お見合い相手は俺様専務!?(仮)新婚生活はじめます
私の体から力が抜けるのがわかったのか、彼は手首の拘束を解いてくれた。

ベッドランプが灯されると、薄暗い寝室で、彼と私がオレンジ色の淡い光に包まれる。

私に跨ったまま、ワイシャツを脱いでしなやかな筋肉美を披露した彼は、前髪を掻き上げてから妖艶な笑い方をした。


ムードは……あるみたい。


溢れ出る彰人の色気にやられて、のぼせてしまいそうなほどに、私の顔は火照る。

ゴクリと唾を飲み込めば、彼に抱かれたいという気持ちが急激に膨らんで、口からは熱い吐息が漏れた。

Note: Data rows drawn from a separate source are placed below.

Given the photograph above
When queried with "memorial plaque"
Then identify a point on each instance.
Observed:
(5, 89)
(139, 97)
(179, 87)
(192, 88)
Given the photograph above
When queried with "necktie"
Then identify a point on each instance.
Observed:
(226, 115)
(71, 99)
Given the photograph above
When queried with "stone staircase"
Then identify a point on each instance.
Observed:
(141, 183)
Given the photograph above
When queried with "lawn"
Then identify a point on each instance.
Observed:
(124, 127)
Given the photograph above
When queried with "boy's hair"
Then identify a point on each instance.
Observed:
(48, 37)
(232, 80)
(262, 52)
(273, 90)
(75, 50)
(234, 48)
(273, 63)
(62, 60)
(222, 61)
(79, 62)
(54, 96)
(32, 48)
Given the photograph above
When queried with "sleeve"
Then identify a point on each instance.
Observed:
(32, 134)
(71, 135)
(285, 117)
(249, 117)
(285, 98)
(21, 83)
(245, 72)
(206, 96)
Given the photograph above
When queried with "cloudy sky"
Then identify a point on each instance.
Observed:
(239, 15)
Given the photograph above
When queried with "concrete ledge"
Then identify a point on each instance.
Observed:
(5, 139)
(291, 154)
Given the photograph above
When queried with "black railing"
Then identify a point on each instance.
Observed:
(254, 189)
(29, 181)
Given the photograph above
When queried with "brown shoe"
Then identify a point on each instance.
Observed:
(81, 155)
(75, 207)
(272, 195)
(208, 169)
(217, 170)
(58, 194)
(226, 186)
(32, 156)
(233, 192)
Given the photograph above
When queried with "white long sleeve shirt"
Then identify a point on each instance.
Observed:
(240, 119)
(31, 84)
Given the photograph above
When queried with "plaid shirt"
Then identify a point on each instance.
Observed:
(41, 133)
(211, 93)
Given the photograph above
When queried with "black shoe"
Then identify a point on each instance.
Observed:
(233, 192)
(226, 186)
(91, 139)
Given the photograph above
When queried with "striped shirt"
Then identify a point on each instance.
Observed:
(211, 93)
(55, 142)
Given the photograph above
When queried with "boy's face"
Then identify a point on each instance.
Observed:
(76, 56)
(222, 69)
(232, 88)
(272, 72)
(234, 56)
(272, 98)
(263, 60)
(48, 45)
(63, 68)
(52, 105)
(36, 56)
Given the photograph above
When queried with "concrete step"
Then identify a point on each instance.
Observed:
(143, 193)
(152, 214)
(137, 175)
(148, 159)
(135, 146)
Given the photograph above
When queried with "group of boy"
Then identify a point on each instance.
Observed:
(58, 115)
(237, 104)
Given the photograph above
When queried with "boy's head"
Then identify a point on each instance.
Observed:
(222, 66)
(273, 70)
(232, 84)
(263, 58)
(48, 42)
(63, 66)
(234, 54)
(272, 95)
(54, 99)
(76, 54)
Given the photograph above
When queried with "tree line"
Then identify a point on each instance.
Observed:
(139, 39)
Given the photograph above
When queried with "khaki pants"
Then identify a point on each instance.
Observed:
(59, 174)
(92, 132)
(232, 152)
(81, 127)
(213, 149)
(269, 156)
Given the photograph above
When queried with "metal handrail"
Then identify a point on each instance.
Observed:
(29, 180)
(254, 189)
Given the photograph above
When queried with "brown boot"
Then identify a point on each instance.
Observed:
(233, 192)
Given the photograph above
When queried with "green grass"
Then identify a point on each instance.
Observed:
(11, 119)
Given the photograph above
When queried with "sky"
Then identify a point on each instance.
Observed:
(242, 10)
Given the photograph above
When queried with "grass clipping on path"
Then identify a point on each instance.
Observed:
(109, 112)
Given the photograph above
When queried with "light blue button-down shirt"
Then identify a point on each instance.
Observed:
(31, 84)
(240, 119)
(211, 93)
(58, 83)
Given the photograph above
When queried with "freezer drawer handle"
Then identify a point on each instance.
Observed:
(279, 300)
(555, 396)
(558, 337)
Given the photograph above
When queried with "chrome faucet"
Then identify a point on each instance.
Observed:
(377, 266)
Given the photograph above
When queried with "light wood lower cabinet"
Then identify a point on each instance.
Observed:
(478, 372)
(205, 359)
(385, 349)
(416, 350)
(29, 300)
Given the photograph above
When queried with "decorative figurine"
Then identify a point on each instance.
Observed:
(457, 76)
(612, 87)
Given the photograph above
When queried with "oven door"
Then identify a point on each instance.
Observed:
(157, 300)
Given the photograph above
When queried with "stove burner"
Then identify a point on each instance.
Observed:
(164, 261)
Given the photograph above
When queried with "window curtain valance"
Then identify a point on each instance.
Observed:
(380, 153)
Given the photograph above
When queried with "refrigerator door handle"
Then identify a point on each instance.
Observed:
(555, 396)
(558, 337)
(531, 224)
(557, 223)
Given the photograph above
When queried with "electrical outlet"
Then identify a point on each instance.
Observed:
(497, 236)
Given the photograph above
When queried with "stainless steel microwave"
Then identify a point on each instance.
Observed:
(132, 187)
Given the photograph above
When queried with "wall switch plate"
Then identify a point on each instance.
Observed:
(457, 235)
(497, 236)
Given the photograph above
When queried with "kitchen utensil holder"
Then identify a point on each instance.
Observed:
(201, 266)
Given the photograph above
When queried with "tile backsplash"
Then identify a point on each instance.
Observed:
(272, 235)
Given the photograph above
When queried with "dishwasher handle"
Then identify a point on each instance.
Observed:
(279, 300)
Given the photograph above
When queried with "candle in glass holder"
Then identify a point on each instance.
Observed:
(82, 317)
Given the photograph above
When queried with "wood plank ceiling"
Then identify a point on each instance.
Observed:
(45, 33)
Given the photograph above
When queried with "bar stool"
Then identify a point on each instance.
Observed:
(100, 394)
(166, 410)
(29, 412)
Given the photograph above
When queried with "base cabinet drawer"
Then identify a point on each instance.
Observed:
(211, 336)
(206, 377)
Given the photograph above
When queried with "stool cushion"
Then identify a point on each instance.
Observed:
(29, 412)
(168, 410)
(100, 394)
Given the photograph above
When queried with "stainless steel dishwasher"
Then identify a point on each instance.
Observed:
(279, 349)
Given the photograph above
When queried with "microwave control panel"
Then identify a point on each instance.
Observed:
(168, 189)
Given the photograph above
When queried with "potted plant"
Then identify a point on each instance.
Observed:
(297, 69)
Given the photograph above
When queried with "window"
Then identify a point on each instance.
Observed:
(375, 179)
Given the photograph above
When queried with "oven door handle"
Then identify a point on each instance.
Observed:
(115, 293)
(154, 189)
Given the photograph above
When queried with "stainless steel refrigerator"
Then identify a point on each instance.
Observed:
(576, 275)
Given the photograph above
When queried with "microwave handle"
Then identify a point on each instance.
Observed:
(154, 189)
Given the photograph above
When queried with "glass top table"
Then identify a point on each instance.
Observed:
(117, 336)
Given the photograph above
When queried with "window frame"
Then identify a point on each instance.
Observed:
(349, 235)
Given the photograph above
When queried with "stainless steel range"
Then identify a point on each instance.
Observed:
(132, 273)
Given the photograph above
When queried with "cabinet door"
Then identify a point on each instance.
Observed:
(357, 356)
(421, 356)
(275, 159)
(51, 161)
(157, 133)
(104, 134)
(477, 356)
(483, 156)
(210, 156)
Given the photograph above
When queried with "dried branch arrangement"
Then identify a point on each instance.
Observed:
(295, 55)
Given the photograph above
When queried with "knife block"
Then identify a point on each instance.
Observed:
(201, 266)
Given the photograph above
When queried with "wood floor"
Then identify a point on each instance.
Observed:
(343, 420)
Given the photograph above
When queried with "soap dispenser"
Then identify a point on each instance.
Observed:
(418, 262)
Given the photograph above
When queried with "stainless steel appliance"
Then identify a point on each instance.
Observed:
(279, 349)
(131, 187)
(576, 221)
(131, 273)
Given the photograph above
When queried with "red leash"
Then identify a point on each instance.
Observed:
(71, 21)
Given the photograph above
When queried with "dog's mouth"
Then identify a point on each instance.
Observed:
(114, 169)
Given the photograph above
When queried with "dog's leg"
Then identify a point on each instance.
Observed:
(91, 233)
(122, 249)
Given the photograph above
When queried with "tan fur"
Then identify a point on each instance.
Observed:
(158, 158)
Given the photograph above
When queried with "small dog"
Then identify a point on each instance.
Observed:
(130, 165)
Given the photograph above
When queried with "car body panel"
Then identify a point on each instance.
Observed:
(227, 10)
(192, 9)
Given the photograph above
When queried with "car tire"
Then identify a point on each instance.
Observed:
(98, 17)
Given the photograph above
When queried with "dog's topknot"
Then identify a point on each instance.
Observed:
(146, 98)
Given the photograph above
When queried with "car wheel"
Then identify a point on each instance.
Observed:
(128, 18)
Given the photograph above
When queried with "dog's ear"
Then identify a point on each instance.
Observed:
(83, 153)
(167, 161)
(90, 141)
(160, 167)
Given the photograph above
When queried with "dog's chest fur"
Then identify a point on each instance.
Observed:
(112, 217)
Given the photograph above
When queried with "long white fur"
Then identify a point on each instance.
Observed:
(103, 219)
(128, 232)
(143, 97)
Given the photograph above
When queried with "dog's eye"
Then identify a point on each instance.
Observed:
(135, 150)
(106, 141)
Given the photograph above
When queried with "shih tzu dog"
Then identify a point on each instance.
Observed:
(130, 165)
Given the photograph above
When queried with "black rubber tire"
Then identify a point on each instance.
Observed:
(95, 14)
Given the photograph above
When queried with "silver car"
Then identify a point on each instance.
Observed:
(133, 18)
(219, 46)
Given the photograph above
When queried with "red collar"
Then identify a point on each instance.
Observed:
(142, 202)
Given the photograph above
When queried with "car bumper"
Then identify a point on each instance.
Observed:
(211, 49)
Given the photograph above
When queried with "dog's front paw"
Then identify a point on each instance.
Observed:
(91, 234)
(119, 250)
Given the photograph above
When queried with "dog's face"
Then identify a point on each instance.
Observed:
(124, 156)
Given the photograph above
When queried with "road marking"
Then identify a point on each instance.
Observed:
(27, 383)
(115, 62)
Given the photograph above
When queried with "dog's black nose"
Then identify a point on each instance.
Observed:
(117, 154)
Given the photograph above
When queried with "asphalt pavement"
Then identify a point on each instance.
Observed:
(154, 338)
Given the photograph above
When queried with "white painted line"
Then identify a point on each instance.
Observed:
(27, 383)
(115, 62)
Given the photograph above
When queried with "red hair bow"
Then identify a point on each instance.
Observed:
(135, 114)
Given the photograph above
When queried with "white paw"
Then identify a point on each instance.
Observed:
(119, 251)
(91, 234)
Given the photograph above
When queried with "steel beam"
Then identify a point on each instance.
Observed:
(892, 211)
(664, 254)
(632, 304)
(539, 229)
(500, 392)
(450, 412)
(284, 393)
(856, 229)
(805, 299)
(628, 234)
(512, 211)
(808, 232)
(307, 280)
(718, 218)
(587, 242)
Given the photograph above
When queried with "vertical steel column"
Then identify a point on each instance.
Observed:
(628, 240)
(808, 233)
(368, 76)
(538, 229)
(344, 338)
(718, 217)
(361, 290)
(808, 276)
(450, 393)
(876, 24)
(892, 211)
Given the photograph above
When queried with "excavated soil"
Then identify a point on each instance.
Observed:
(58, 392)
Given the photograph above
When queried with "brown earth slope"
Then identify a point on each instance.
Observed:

私の心の変化に気づいたかのように、彼は嬉しそうにフッと口元を緩める。

ゆっくりと近づいてきた端正な顔は、五センチほどの距離で一度止まった。

「莉子……」と呼びかける声が唇にかかり、私は下ろそうとしていた瞼を上げる。

すると、視線が交わった直後に、唇を強く押し当てられた。


情熱的で、それでいて優しい舌使いに、私の息はすぐに熱くなる。

服を脱がされた私は、全身をくまなく愛されて、涙目になるほどの快感に溺れていた。


「彰人が、好き……」


これまで何度も言おうとして、躊躇してきた言葉が、今は自然と口から漏れる。